Au clair de la Terre
Confiant, enthousiaste, Jérémy Saget n’en nourrit pas moins plusieurs peurs. « Ce que je crains le plus, en pleine conscience, c’est le voyage vers Mars, avec mention spéciale pour l’EDL (Entry, descent and landing, soit Entrée, descente et atterrissage, ndrl), huit minutes de terreur, puis la vie sur place (…) avec tous ces défis inédits qui nous attendent, avec cette "pale blue dot" (point bleu pâle, soit la Terre, ndrl) dans le ciel rouge et poussiéreux » évoque-t-il pour 20 minutes. Le praticien estime d’une manière générale que les principales difficultés seront d’ordre psychologique.

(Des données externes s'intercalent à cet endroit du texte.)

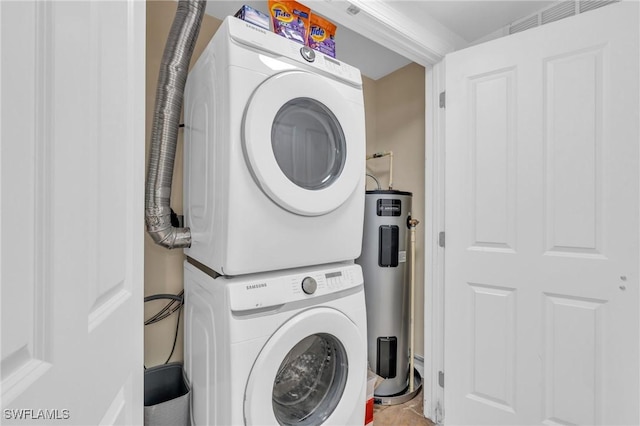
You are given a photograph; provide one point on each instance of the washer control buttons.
(309, 285)
(308, 54)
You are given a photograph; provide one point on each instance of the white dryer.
(274, 154)
(284, 348)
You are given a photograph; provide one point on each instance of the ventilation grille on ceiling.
(559, 11)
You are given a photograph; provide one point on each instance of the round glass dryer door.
(308, 143)
(304, 142)
(310, 372)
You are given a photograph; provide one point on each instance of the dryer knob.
(308, 54)
(309, 285)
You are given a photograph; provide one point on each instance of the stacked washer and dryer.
(274, 196)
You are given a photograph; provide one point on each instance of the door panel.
(542, 225)
(72, 176)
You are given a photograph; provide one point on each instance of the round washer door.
(312, 371)
(304, 142)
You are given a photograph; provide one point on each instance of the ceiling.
(468, 20)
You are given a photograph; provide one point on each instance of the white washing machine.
(274, 154)
(284, 347)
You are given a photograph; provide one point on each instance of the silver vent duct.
(166, 118)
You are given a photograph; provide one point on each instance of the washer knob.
(309, 285)
(308, 54)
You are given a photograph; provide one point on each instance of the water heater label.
(386, 207)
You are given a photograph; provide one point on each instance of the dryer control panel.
(279, 288)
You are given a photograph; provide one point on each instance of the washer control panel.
(278, 288)
(309, 285)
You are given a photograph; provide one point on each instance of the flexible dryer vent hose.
(166, 116)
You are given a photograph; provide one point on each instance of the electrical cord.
(176, 302)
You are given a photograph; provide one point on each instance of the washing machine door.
(304, 140)
(312, 371)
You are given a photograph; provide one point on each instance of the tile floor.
(407, 414)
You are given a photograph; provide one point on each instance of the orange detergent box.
(290, 19)
(321, 35)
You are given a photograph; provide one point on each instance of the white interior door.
(72, 179)
(542, 259)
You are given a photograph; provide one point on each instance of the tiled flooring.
(407, 414)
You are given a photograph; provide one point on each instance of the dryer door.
(311, 371)
(304, 141)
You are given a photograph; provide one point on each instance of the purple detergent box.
(253, 16)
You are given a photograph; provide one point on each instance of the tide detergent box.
(253, 16)
(321, 35)
(290, 19)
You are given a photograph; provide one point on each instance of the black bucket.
(166, 396)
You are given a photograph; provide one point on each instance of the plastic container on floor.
(166, 396)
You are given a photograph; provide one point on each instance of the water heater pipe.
(412, 228)
(166, 120)
(385, 154)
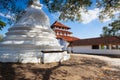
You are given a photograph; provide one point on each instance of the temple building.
(63, 34)
(31, 40)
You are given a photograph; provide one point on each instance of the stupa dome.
(29, 39)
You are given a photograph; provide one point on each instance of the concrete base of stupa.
(32, 56)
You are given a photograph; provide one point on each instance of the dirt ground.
(77, 68)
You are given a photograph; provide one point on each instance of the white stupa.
(31, 40)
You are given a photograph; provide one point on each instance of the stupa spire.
(36, 3)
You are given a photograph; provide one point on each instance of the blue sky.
(89, 28)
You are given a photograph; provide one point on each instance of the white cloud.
(93, 15)
(90, 15)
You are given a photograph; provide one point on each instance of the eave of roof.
(67, 38)
(56, 23)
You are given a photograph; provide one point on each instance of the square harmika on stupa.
(31, 40)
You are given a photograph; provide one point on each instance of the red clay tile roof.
(97, 41)
(58, 24)
(68, 38)
(56, 30)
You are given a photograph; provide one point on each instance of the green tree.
(1, 37)
(2, 24)
(68, 9)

Comment à cet égard ne pas évoquer la famille qu’il envisage de laisser sur Terre et notamment son épouse et ses deux enfants. « Je suis un mari et un père aimant, mais je ne veux pas renoncer à ce qui me définit. D’une manière ou d’une autre, je serais toujours là pour eux » avance-t-il, les yeux braqués vers les nouveaux tests de sélection et vers 2022… à moins que d’ici là les faiblesses de Mars One fassent exploser ce rêve en éclat.